He suggested operating using a transsphenoidal approach, where instead of cutting open my old scar [again!] they would access the tumour and remove as much material as was possible through my nose.
The hole made during surgery at the top of the inside of my nose would be very small and sealed up afterwards using a small piece cut from my torso, just above my naval. I was left with a much smaller, one-inch long scar.
The surgery went well and the recovery time post-surgery was much quicker and easier than normal. I was discharged and back recovering at home when I developed a cerebrospinal fluid [CSF] leak, where the spinal fluid from around my brain was very slowly leaking out through my nose.
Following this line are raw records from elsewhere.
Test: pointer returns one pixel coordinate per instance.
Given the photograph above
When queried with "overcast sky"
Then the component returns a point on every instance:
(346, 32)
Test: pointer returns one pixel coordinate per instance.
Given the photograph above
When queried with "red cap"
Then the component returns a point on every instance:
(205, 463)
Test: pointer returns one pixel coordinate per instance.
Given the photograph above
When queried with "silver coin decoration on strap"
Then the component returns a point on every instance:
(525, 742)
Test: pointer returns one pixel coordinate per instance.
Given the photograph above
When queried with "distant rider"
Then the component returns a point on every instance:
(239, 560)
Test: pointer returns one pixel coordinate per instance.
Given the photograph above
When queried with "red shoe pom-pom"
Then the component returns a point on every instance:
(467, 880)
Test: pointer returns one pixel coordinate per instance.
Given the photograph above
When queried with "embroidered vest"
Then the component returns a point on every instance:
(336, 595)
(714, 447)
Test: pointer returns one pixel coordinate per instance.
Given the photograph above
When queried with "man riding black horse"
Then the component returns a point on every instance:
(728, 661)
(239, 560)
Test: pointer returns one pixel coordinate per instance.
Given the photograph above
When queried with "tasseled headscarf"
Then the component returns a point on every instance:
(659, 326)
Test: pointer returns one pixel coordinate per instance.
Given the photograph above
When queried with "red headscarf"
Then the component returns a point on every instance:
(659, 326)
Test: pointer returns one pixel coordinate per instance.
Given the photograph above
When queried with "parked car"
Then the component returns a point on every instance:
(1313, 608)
Besides walking around with what looked like a mildly running nose all day this also meant that the hole between my nose and the inside of my head was open and would leave me at risk for a serious infection getting into my brain. I returned to the hospital for more surgery.
This time they took another small piece from my torso to plug the hole in my nose again and inserted a lumbar drain into my lower back [not a pleasant experience!]. They kept me lying down flat on the hospital bed, bar an hour or so a day where I was allowed to sit up for meals, and constantly drained a small amount of CSF from my back to reduce any pressure on the surgical repair in my nose.
Every 5 days they would turn off the lumbar drain and allow me to get upright for a while, to check if the repair was holding back the fluid but the leaking never stopped. It took a long time and for a while, it looked like I was heading back down to the operating theatre for more surgery as they feared the repair hadn’t taken.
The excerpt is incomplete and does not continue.